Views back to the Andes, can see the gravel road taken too
A picture of Mr Pitt from the movie
Continuing on I reached Villavicencio, where pretty much every bottle of mineral water in Argentina is sourced from, and from there I started to drop down the Villavicencio valley.  This is the old international road to Chile and winds down in what must be several hundred switchbacks and bends and called the Caracoles de Villavicencio, or "the snails of Villavicencio".

This was great fun but also a bit dangerous as many sections here were in the shadows of the hills and there was a lot of ice to play with, which on a track with no barriers and deep drops over the side kept me fairly awake.  Yet another new surface to ride on, but this time I went really slowly and used my legs as stabilisers.  Not sure if this is an accepted method of riding, but I can tell you it works.

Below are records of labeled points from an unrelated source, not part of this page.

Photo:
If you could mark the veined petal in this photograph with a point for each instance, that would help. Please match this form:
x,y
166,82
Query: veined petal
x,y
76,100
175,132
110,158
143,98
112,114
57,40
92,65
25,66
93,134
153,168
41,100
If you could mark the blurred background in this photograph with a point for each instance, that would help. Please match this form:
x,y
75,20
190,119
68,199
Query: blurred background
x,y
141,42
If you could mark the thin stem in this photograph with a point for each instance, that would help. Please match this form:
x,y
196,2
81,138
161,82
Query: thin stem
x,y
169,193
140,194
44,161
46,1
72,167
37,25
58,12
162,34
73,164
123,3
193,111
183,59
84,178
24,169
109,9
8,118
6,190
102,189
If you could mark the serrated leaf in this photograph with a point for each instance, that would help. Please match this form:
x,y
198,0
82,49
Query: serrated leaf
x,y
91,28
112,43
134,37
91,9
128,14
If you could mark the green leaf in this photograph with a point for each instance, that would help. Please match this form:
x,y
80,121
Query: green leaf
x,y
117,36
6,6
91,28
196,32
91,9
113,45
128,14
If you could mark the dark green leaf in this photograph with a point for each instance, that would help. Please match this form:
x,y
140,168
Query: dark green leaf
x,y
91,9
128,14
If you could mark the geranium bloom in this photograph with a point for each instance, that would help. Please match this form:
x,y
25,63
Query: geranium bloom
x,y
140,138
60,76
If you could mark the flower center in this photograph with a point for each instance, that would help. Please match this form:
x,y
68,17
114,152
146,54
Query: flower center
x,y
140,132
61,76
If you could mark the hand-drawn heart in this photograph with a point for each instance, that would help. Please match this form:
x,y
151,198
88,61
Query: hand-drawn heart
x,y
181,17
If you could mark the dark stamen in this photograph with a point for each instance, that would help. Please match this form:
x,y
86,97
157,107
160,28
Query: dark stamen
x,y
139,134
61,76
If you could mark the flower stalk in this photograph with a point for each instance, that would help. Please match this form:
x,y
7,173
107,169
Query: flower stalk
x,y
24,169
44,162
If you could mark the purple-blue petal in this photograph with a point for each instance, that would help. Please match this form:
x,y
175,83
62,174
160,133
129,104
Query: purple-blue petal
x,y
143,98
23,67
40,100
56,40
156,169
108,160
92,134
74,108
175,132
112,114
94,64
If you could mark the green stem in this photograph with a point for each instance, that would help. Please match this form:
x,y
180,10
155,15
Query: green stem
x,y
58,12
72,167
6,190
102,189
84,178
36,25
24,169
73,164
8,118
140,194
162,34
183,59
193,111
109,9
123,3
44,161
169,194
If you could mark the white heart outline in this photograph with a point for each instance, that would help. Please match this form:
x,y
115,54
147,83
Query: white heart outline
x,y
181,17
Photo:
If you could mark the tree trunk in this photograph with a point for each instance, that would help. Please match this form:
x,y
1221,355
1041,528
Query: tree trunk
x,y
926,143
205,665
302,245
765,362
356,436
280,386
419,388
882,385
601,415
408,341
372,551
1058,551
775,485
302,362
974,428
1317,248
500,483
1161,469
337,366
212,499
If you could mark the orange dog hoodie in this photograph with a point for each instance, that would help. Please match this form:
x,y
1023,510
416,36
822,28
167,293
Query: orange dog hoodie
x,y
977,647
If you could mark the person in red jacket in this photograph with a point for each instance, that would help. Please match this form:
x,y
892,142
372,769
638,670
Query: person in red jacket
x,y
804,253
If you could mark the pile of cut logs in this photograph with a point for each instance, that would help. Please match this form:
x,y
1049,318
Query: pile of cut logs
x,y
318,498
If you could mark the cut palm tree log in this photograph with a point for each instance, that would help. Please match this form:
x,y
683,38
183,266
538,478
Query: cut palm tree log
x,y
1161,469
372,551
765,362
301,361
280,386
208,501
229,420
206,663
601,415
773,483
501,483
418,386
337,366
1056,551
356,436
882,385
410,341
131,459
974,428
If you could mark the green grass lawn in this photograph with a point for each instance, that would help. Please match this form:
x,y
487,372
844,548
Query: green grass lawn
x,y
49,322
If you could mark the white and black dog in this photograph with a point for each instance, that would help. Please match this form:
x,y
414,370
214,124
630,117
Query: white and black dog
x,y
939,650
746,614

This was the last section of offroad and I finally hit smooth, easy, asphalt, a godsend despite how much fun the gravel was.  Around here there were locals dotted all over bottom of the valley having Parrillas (BBQs) and the smell of food drifting everywhere made me want to stop and scrounge some food.  My GPS kicked in though, so I thought I would just get on to Mendoza instead, which was only another 20kms or so.  On a nice surface it took no time at all and I arrived at Hostel Itaka soon after, along with a thick layer of dust covering me and all that I owned.  All in all a fun, easy day and but most importantly I was in Mendoza.